A:That depends on what you require. Most minor procedures require time for the local anaesthetic to take effect but take less than half an hour to then complete. Just ask either your surgeon or Natasha. If your time is reasonably flexible, we can generally fit in most procedures on that same day.

What does having an
eye operation involve?

A:From your point of view it will seem pretty effortless. Dr Rose will adminster a local anaesthetic. The surgery, done via a microscope, will take about half an hour and involve no sutures. You'll be in hospital for less than a half day. However, someone will have to escort you home, and you'll need to wear an eyepad overnight then return here the next morning for an assessment. You should be able to resume normal activities inside a day or two with some limits, such as rubbing your eyes. (We'll give you a list of Dos and Don'ts.) Most people return to work within a few days.

Will the needles
in my eye hurt?

A:You wouldn't be human if you didn't feel some anxiety about undergoing such a procedure.

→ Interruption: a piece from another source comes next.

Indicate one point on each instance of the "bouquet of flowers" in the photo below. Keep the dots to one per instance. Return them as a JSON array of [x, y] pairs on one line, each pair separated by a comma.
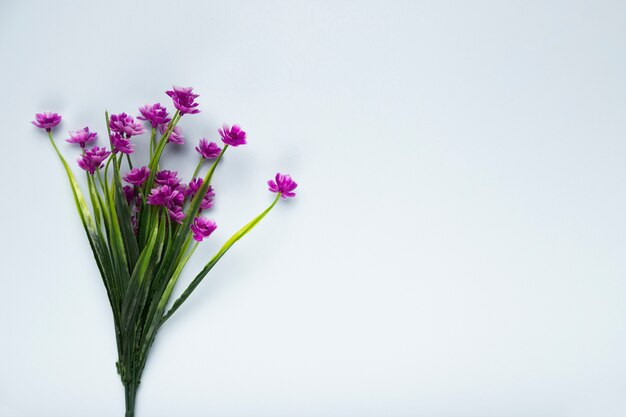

However, most people are pleasantly surprised and more than a little relieved by the non-invasive nature of the process. Any discomfort you experience should be minimal. Some of our patients describe feeling nothing more than a pinch or pressure sensation. In fact, they are often not even aware the procedure is over.

Do you use a laser?

A:Absolutely. While most people know that lasers are an integral part of the corrective eye surgery that allows patients to throw away their glasses, their ocular use doesn't stop there. We routinely use laser to help prevent vision loss caused by damaging diseases such as macular degeneration, cataract, diabetes and glaucoma. Newer refinements to lasers have significantly increased efficiency and effectiveness. Incidentally, if we determine you are a suitable candidate for refractive laser surgery, we can objectively advise you regarding the best refractive surgeons in Sydney.

How much
does it cost?

A:Clearly, that depends on whether you need a checkup and advice, additional tests or any procedures. You will be partially reimbursed by Medicare for your visit to our practice. If you reach the Medicare safety net threshold in one calendar year, Medicare will start to reimburse a much higher proportion of your out-of-pocket costs (up to 80 percent). If you're having an operation in hospital, it's a good idea to belong to a health fund. In any event, we always explain the reasons for all specialised tests and procedures. And we will not proceed until you fully understand what your financial commitment will be.

How do I get there?

A: If you click Maps, you'll see where we're located. You'll note that right behind our building is Miranda Station. A little less obvious out front is the taxi stand and a bus stop for Veolia Transport Routes 970 and 971, as well as Caringbah Bus Service Route 977.

What is the parking like
around there?

A:Just across the street there are some 4,500 free parking places. By rights though, you should actually buy something in one of the Westfield shops. A newspaper, cup of coffee or some sushi (Omega 3 fish oils are good for your eyes) ought to do the trick. There is also some limited two-hour parking on the street.

Does your building
have wheelchair access?

A:Yes. There is a ramp out front. As well, our examination and testing equipment, lasers, etc., are all accessible by wheelchair.

Is there a way I can test
my own eyes for
wet macular degeneration?

A:You're probably thinking of the Amsler Grid. Developed in 1945 by Swiss ophthalmologist Marc Amsler, it's a brilliantly simple self-test featuring a grid of horizontal and vertical lines. If the lines you see are distorted or have missing patches, you likely have a disease of the macula. The grid also proves useful for monitoring your progress during treatment. To download a PDF with the grid and instructions, just click Amsler Grid.